54. We will monitor how clients experience our work together and the effects of the work with them in ways appropriate to the type of service being offered.
What if a client is so concerned to get on with resolving their problems that they are not interested in discussing how we will work together?
Putting a client first means we should take into account their wishes about how we work with them, but we can’t force this discussion on them. If a client is reluctant to engage with this, then we have to watch out for their best interests as part of the work we are undertaking. But we should look for opportunities to re-engage them in discussions about how we work together.
Why is an obligation of candour included in the Ethical Framework?
An obligation of candour is the logical consequence of putting clients first. This creates a higher expectation that we work proactively to protect them from harm, particularly when we know something has gone wrong. It is our responsibility to put things right as best as we can, but also to inform the client at the earliest opportunity so that they are in the best position to protect themselves.
How does the duty of candour work with children and young people who may not have the capacity to consent themselves?
Where children and young people don’t have capacity to give consent, or to understand the consequences of what has gone wrong, then we need to engage with someone with parental responsibilities. Or, if that’s not appropriate, with someone who can act in their best interests. So duty of candour still applies, but it may need to be worked through with someone else.
How should monitoring be undertaken? Must it always be in writing, perhaps using questionnaires, or can it be discussed less formally with clients?
Monitoring can take place in many different ways. What really matters ethically is that we are attentive to how the client experiences our work, so it's finding the best way of achieving this.

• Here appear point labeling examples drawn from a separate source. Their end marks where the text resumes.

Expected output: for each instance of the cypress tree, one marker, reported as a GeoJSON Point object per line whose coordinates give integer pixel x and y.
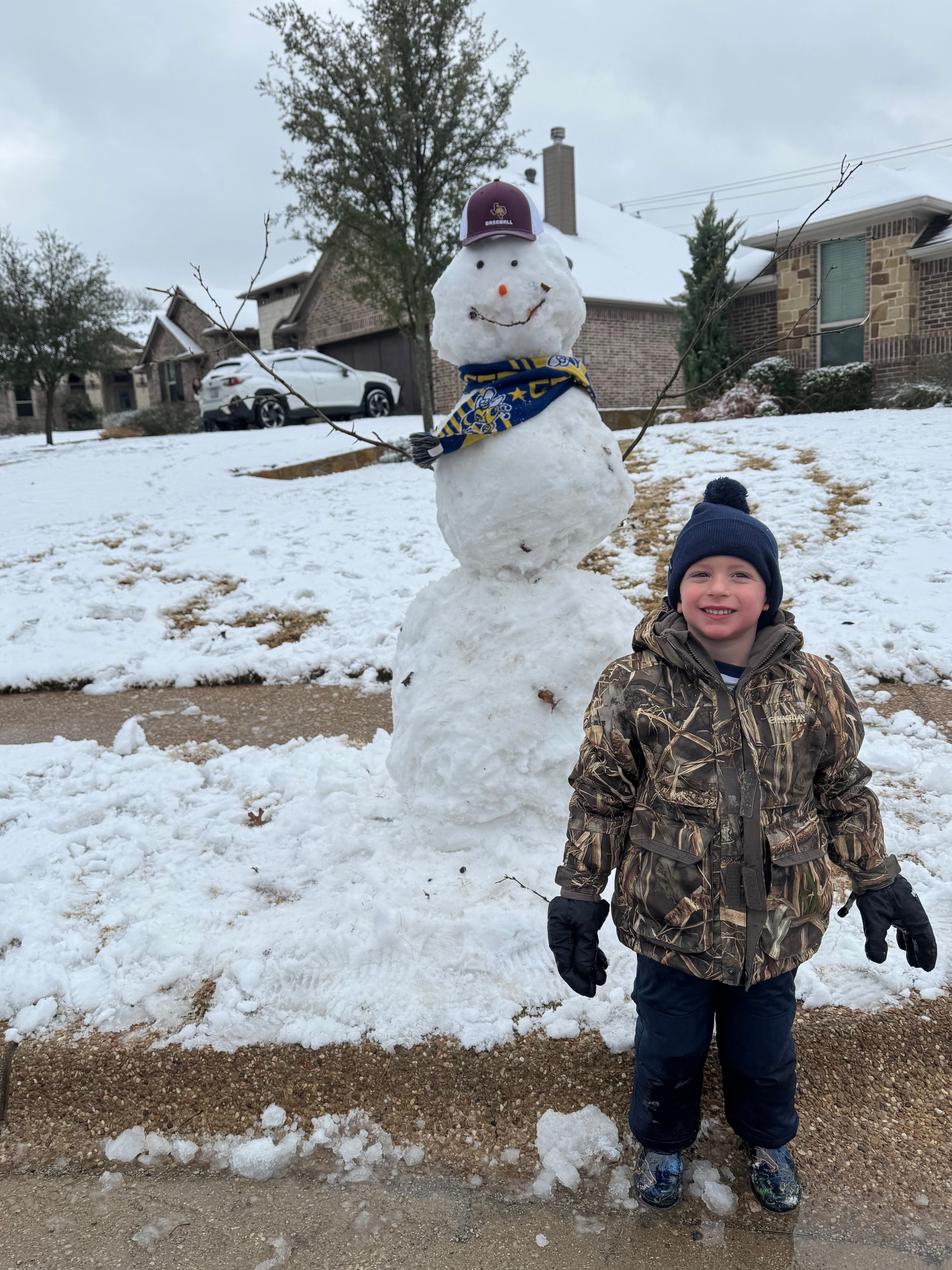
{"type": "Point", "coordinates": [705, 338]}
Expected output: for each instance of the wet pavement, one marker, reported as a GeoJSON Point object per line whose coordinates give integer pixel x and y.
{"type": "Point", "coordinates": [177, 1218]}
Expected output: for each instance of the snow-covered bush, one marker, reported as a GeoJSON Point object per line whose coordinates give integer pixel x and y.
{"type": "Point", "coordinates": [920, 397]}
{"type": "Point", "coordinates": [740, 402]}
{"type": "Point", "coordinates": [836, 388]}
{"type": "Point", "coordinates": [167, 417]}
{"type": "Point", "coordinates": [777, 376]}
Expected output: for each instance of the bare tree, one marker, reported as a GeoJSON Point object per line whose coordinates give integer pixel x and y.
{"type": "Point", "coordinates": [60, 314]}
{"type": "Point", "coordinates": [399, 115]}
{"type": "Point", "coordinates": [226, 327]}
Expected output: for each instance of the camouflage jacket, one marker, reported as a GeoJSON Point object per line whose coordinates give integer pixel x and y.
{"type": "Point", "coordinates": [720, 812]}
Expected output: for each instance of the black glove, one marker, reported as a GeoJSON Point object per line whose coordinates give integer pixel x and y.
{"type": "Point", "coordinates": [573, 936]}
{"type": "Point", "coordinates": [899, 906]}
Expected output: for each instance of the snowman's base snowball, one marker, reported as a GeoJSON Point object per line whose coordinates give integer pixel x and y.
{"type": "Point", "coordinates": [473, 741]}
{"type": "Point", "coordinates": [545, 492]}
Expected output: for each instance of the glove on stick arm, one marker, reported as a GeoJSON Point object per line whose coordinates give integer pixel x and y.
{"type": "Point", "coordinates": [573, 936]}
{"type": "Point", "coordinates": [899, 906]}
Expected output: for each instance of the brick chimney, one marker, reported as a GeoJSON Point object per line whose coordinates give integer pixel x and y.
{"type": "Point", "coordinates": [559, 181]}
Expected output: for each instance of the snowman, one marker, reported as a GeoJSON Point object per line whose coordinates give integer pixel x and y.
{"type": "Point", "coordinates": [497, 661]}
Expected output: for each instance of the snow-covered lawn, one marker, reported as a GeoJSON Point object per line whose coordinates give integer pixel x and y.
{"type": "Point", "coordinates": [130, 881]}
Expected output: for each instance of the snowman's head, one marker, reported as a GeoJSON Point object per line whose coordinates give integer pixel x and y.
{"type": "Point", "coordinates": [504, 298]}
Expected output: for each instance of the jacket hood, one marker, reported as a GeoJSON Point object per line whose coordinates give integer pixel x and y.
{"type": "Point", "coordinates": [666, 634]}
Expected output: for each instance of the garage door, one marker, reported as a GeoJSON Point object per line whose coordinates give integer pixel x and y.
{"type": "Point", "coordinates": [389, 351]}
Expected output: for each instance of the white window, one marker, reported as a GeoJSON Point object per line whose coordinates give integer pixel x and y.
{"type": "Point", "coordinates": [842, 301]}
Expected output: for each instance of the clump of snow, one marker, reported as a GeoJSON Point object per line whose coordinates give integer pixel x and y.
{"type": "Point", "coordinates": [160, 1229]}
{"type": "Point", "coordinates": [568, 1142]}
{"type": "Point", "coordinates": [129, 1145]}
{"type": "Point", "coordinates": [282, 1252]}
{"type": "Point", "coordinates": [705, 1183]}
{"type": "Point", "coordinates": [130, 737]}
{"type": "Point", "coordinates": [273, 1117]}
{"type": "Point", "coordinates": [34, 1018]}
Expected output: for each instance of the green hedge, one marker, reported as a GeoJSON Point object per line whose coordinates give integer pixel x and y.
{"type": "Point", "coordinates": [836, 388]}
{"type": "Point", "coordinates": [777, 376]}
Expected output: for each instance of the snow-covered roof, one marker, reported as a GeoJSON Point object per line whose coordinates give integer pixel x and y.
{"type": "Point", "coordinates": [923, 186]}
{"type": "Point", "coordinates": [188, 345]}
{"type": "Point", "coordinates": [287, 273]}
{"type": "Point", "coordinates": [747, 266]}
{"type": "Point", "coordinates": [616, 256]}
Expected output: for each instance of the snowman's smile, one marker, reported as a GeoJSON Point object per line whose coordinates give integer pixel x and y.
{"type": "Point", "coordinates": [475, 315]}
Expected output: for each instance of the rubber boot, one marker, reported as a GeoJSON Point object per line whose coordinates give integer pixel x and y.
{"type": "Point", "coordinates": [658, 1178]}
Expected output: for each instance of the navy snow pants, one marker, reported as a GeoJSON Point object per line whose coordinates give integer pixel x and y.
{"type": "Point", "coordinates": [754, 1042]}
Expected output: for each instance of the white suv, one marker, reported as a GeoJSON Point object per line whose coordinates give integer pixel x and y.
{"type": "Point", "coordinates": [239, 394]}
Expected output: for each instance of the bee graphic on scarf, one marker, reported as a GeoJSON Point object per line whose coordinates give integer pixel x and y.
{"type": "Point", "coordinates": [489, 408]}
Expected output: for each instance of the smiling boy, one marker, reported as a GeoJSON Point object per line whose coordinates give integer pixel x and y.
{"type": "Point", "coordinates": [719, 776]}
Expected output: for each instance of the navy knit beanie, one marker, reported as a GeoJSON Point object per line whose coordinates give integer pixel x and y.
{"type": "Point", "coordinates": [723, 525]}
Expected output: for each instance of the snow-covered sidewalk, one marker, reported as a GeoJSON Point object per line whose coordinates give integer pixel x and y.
{"type": "Point", "coordinates": [129, 881]}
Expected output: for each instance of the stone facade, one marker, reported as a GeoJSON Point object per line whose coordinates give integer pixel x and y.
{"type": "Point", "coordinates": [796, 293]}
{"type": "Point", "coordinates": [908, 303]}
{"type": "Point", "coordinates": [108, 392]}
{"type": "Point", "coordinates": [753, 322]}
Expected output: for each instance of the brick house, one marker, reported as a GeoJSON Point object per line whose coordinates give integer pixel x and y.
{"type": "Point", "coordinates": [628, 270]}
{"type": "Point", "coordinates": [23, 408]}
{"type": "Point", "coordinates": [883, 247]}
{"type": "Point", "coordinates": [183, 346]}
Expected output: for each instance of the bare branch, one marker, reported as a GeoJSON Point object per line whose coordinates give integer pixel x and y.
{"type": "Point", "coordinates": [846, 172]}
{"type": "Point", "coordinates": [228, 328]}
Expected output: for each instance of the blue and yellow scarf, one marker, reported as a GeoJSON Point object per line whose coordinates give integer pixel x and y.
{"type": "Point", "coordinates": [501, 396]}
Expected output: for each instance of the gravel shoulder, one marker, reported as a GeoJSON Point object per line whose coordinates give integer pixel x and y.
{"type": "Point", "coordinates": [874, 1143]}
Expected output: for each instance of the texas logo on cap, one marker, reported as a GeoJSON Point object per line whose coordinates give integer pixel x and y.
{"type": "Point", "coordinates": [499, 209]}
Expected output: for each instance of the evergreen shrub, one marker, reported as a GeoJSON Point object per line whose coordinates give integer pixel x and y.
{"type": "Point", "coordinates": [920, 397]}
{"type": "Point", "coordinates": [836, 388]}
{"type": "Point", "coordinates": [168, 417]}
{"type": "Point", "coordinates": [80, 413]}
{"type": "Point", "coordinates": [777, 376]}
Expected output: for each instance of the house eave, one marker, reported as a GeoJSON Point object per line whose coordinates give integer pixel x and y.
{"type": "Point", "coordinates": [840, 227]}
{"type": "Point", "coordinates": [629, 304]}
{"type": "Point", "coordinates": [930, 251]}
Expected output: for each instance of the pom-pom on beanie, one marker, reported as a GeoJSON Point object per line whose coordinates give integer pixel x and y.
{"type": "Point", "coordinates": [723, 525]}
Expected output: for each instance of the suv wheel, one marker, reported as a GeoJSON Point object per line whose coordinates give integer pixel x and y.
{"type": "Point", "coordinates": [271, 412]}
{"type": "Point", "coordinates": [378, 404]}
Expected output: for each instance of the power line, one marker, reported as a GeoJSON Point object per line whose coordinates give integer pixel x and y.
{"type": "Point", "coordinates": [645, 203]}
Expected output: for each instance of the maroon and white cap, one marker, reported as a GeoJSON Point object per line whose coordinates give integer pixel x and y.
{"type": "Point", "coordinates": [499, 209]}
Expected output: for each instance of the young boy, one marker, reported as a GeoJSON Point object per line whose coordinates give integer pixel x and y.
{"type": "Point", "coordinates": [719, 776]}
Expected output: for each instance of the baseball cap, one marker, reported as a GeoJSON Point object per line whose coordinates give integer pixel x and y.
{"type": "Point", "coordinates": [499, 209]}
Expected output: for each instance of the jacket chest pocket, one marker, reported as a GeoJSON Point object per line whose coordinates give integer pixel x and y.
{"type": "Point", "coordinates": [664, 883]}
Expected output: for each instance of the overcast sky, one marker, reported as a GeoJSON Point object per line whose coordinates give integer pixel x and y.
{"type": "Point", "coordinates": [136, 130]}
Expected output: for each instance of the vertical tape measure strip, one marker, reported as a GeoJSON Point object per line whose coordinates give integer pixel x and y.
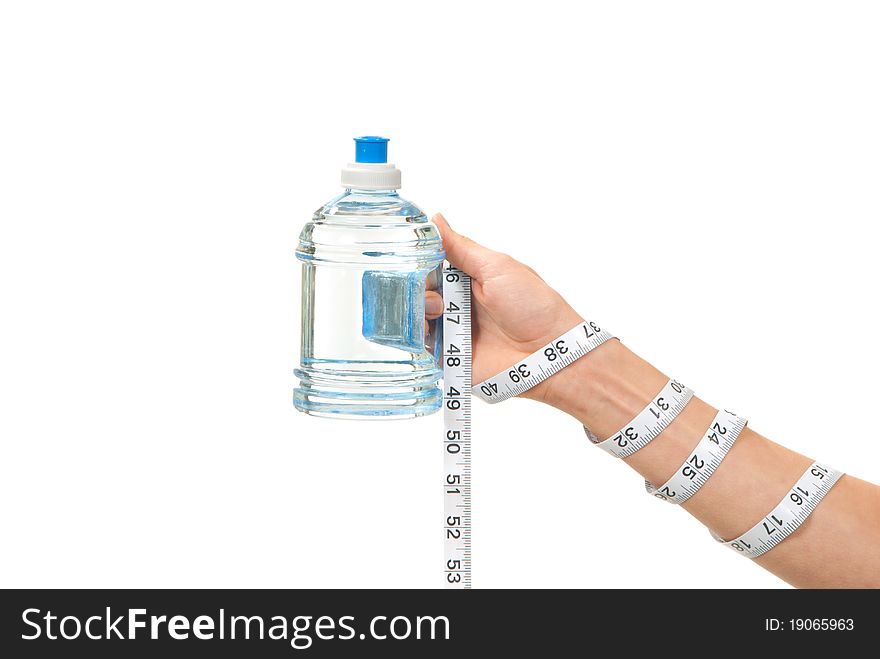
{"type": "Point", "coordinates": [649, 423]}
{"type": "Point", "coordinates": [543, 363]}
{"type": "Point", "coordinates": [786, 517]}
{"type": "Point", "coordinates": [702, 463]}
{"type": "Point", "coordinates": [457, 365]}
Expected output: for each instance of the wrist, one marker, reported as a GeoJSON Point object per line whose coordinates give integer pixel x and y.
{"type": "Point", "coordinates": [604, 389]}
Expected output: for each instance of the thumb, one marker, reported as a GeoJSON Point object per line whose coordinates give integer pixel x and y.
{"type": "Point", "coordinates": [464, 253]}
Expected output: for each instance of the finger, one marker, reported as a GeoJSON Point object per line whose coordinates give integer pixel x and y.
{"type": "Point", "coordinates": [464, 253]}
{"type": "Point", "coordinates": [433, 305]}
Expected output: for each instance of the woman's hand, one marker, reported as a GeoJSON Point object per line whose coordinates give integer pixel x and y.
{"type": "Point", "coordinates": [515, 312]}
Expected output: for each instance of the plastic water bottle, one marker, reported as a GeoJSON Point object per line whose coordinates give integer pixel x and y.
{"type": "Point", "coordinates": [368, 258]}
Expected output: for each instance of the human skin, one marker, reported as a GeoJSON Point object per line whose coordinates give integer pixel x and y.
{"type": "Point", "coordinates": [516, 312]}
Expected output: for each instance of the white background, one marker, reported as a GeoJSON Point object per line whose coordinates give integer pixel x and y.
{"type": "Point", "coordinates": [699, 177]}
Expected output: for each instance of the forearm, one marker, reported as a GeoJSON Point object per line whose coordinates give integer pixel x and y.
{"type": "Point", "coordinates": [837, 546]}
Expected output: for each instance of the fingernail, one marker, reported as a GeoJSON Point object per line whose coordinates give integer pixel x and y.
{"type": "Point", "coordinates": [433, 305]}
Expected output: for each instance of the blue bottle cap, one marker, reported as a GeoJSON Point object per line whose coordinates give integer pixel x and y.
{"type": "Point", "coordinates": [371, 149]}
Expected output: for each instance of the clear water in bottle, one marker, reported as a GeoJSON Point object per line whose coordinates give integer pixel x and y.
{"type": "Point", "coordinates": [368, 258]}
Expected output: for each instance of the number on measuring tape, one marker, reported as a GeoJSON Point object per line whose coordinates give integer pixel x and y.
{"type": "Point", "coordinates": [703, 461]}
{"type": "Point", "coordinates": [785, 518]}
{"type": "Point", "coordinates": [457, 428]}
{"type": "Point", "coordinates": [543, 363]}
{"type": "Point", "coordinates": [649, 423]}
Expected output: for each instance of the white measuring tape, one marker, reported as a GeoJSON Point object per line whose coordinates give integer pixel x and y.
{"type": "Point", "coordinates": [649, 423]}
{"type": "Point", "coordinates": [716, 442]}
{"type": "Point", "coordinates": [457, 364]}
{"type": "Point", "coordinates": [457, 369]}
{"type": "Point", "coordinates": [702, 463]}
{"type": "Point", "coordinates": [791, 512]}
{"type": "Point", "coordinates": [544, 362]}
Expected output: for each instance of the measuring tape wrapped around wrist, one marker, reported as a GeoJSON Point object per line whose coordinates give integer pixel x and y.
{"type": "Point", "coordinates": [544, 362]}
{"type": "Point", "coordinates": [788, 515]}
{"type": "Point", "coordinates": [703, 461]}
{"type": "Point", "coordinates": [457, 369]}
{"type": "Point", "coordinates": [649, 423]}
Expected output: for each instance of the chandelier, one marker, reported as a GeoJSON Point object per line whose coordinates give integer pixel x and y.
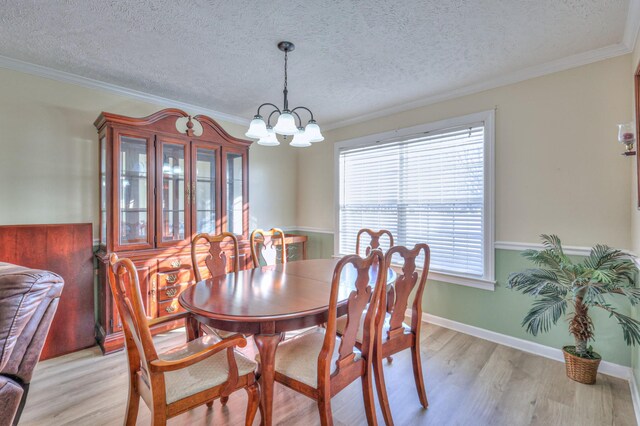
{"type": "Point", "coordinates": [286, 124]}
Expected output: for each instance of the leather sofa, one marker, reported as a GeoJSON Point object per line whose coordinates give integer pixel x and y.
{"type": "Point", "coordinates": [28, 302]}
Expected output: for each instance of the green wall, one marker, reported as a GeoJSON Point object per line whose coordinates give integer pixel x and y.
{"type": "Point", "coordinates": [635, 351]}
{"type": "Point", "coordinates": [502, 310]}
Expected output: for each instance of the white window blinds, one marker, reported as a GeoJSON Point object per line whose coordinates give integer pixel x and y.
{"type": "Point", "coordinates": [427, 188]}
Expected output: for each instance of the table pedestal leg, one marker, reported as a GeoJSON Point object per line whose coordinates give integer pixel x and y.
{"type": "Point", "coordinates": [192, 327]}
{"type": "Point", "coordinates": [267, 344]}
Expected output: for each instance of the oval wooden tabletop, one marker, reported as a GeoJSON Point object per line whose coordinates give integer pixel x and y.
{"type": "Point", "coordinates": [293, 290]}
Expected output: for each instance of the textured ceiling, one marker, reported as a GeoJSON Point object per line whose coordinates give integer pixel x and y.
{"type": "Point", "coordinates": [351, 58]}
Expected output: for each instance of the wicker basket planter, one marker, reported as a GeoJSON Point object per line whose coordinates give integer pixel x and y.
{"type": "Point", "coordinates": [581, 369]}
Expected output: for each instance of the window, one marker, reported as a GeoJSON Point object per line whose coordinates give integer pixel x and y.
{"type": "Point", "coordinates": [432, 184]}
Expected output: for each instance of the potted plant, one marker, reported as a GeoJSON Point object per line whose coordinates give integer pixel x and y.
{"type": "Point", "coordinates": [558, 284]}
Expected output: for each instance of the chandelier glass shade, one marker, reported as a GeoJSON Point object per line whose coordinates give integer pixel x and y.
{"type": "Point", "coordinates": [286, 124]}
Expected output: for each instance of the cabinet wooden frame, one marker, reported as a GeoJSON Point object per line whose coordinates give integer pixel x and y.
{"type": "Point", "coordinates": [245, 189]}
{"type": "Point", "coordinates": [152, 255]}
{"type": "Point", "coordinates": [187, 206]}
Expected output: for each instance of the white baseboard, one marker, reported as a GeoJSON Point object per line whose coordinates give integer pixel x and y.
{"type": "Point", "coordinates": [609, 368]}
{"type": "Point", "coordinates": [635, 397]}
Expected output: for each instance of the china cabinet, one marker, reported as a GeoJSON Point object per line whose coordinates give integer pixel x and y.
{"type": "Point", "coordinates": [163, 179]}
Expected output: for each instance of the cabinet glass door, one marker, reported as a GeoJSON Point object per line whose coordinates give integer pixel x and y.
{"type": "Point", "coordinates": [235, 194]}
{"type": "Point", "coordinates": [205, 190]}
{"type": "Point", "coordinates": [173, 193]}
{"type": "Point", "coordinates": [103, 191]}
{"type": "Point", "coordinates": [133, 191]}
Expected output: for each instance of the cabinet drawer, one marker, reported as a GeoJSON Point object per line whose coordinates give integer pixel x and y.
{"type": "Point", "coordinates": [174, 262]}
{"type": "Point", "coordinates": [172, 292]}
{"type": "Point", "coordinates": [166, 279]}
{"type": "Point", "coordinates": [170, 307]}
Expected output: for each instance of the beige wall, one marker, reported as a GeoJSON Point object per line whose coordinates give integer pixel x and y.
{"type": "Point", "coordinates": [49, 155]}
{"type": "Point", "coordinates": [558, 166]}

In some services, formal questionnaires are an appropriate way of gathering knowledge of clients' experiences individually and collectively. In other situations, monitoring may be no more than an open question which gives clients the opportunity to express their views in a way that feels safe. What’s not acceptable is to carry on in ignorance of how a client is experiencing a service, or to override the wishes of a client about how they would like to receive their service, without some clear justification for doing so.